Politics is the art of the possible, and disability rights advocates were able to have some limited political success appealing to fiscal conservatives like Reagan. Locking up disabled people, after all, is not only cruel and inhumane (not issues Ronald Reagan was known for caring about), but is also wildly expensive and a massive waste of taxpayer money.
Of course, Reagan was no particular ally to disabled people, either as governor of California (where he oversaw deinstitutionalization initiative) or as U.S. president, and deinstitutionalization did not result in the complete liberation of all disabled people. For one thing, deinstitutionalization coincided with the rise of for-profit prisons and mass incarceration. Disabled people can be freed from institutionalization, then arrested for ableist and classist crimes like “vagrancy” and locked in for-profit prisons. Deinstitutionalization also coincided with the rise of outpatient chemical restraint as a form of forced “treatment” of Mad/neurodivergent people -- the government can save money if, instead of locking Mad/neurodivergent people in institutions, it can simply require them to submit to forced drugging. (Any attempt to derail this point about forced drugging and chemical restraint to something about voluntary medication will result in instant blocking. “Meds help some people” could not be less relevant to a point about people being forcibly drugged against their will.)
For these reasons, in the 21st century, disability rights activists can no longer appeal to fiscal conservatism as an argument against institutionalization. Furthermore, as we’ve seen with the “defund the police” movement, nominal fiscal conservatives are, in fact, all to willing to waste massive amounts of taxpayer money as long it goes towards oppression of marginalized people.

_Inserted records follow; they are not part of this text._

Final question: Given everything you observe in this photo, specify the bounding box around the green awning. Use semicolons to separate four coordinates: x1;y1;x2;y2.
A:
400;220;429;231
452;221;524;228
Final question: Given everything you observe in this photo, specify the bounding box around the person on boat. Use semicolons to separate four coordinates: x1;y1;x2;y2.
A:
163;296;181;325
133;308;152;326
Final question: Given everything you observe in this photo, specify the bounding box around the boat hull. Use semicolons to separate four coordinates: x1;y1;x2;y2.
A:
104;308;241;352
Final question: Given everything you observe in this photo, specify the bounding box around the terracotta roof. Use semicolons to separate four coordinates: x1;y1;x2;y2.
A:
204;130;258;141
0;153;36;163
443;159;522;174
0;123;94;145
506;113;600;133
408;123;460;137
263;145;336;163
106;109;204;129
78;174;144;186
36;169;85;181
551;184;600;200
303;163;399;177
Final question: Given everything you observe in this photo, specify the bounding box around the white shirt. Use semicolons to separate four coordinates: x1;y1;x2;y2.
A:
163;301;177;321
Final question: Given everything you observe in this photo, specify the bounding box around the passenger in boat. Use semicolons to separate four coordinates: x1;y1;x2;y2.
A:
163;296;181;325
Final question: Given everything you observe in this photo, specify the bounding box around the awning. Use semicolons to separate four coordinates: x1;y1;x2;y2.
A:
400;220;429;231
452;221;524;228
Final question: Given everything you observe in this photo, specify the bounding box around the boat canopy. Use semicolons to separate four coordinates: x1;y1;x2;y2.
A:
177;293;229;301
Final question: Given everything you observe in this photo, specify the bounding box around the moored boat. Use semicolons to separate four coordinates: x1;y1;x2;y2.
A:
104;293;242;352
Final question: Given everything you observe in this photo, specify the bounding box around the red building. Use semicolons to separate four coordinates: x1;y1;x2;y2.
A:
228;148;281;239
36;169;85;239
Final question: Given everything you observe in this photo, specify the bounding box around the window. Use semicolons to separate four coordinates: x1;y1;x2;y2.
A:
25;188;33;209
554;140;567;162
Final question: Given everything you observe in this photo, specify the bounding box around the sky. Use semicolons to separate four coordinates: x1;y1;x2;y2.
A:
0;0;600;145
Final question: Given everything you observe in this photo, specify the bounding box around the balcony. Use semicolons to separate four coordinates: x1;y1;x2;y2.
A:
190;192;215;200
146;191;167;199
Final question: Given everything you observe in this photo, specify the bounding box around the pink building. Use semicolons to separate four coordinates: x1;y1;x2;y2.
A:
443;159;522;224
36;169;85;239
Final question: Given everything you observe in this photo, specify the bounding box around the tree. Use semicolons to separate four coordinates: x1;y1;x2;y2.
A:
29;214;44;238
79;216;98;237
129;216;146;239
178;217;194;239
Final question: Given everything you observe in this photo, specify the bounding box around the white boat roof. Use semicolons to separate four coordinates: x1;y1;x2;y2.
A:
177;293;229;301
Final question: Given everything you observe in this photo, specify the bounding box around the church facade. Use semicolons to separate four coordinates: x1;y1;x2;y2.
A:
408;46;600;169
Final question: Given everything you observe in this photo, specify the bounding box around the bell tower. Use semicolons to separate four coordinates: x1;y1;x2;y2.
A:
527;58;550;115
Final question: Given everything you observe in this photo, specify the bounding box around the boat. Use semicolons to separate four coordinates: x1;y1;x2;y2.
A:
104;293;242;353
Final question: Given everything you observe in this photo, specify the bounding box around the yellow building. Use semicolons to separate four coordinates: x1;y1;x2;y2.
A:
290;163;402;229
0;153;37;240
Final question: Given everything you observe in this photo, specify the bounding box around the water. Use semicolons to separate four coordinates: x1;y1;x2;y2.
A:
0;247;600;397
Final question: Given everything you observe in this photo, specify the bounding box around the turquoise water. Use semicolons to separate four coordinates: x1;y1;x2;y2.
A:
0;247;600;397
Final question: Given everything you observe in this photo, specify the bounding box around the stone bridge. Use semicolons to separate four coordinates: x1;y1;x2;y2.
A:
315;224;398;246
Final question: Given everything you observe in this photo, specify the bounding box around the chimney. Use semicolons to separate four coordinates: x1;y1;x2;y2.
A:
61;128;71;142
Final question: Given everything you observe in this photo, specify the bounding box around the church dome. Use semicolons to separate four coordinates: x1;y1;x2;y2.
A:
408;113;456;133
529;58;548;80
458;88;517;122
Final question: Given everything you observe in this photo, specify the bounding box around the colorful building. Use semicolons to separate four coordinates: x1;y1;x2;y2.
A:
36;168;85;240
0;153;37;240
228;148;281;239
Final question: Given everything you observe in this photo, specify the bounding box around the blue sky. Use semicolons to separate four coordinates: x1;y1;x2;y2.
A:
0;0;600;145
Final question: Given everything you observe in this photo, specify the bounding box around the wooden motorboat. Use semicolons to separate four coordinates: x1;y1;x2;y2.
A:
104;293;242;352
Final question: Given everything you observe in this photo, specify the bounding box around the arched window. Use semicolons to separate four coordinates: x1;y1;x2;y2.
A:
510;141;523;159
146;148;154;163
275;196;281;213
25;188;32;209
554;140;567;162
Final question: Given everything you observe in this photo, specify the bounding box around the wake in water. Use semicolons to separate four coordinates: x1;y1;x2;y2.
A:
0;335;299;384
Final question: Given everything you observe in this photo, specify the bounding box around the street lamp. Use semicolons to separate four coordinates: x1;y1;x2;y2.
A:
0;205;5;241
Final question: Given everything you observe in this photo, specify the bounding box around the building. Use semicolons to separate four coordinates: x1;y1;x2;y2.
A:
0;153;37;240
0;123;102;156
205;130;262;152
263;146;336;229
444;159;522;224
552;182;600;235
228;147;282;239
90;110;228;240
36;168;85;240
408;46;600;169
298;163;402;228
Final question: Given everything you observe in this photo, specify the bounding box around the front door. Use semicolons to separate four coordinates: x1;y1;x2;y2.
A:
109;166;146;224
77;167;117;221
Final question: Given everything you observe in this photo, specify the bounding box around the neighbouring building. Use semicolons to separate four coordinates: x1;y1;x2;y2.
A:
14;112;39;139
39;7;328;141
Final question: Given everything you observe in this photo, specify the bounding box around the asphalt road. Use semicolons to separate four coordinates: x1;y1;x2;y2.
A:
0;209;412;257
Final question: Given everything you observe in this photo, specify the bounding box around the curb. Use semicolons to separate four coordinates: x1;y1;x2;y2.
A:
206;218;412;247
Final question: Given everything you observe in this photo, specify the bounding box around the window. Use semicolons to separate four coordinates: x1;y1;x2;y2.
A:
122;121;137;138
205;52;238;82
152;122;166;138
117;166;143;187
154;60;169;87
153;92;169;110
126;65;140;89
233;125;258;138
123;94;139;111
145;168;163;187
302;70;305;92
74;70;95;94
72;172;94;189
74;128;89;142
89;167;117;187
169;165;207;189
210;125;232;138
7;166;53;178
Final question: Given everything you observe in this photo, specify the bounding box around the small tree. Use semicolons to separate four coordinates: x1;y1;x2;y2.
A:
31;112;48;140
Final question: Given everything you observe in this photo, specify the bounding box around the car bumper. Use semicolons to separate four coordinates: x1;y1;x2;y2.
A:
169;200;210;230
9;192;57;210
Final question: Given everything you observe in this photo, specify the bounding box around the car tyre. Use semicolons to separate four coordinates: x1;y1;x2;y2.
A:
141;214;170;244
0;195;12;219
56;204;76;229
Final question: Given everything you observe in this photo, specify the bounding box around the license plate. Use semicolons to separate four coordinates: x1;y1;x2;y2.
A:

As I’ve said many times before, disability rights are a nonpartisan issue, because every part of the political spectrum hates us. The U.S. is dominated by two major parties who want to see disabled people locked up and controlled, with one party advocating punitive incarceration and the other advocating “therapeutic” incarceration, and the entire rest of the political spectrum, from communists to libertarians, broadly accepting the premise that Mad/neurodivergent people need to be controlled, either “for our own good” or for the “safety” of others. Even anarchists generally make an exception in support of state biopower, as long as the coercion is framed as “trauma-informed” and “relationship-centered.” No political party, large or small, is an ally to disability liberation (especially not neurodivergent/Mad liberation).
Disability liberation won’t happen until we have the complete abolition of all forms of medical control and biopower, from institutionalization to conservatorship to involuntary commitment to mass incarceration, AND the complete reallocation of public resources to ensure that every individual, disabled or otherwise, has access to the resources xe needs and chooses to fully manifest xyr individual self-actualization.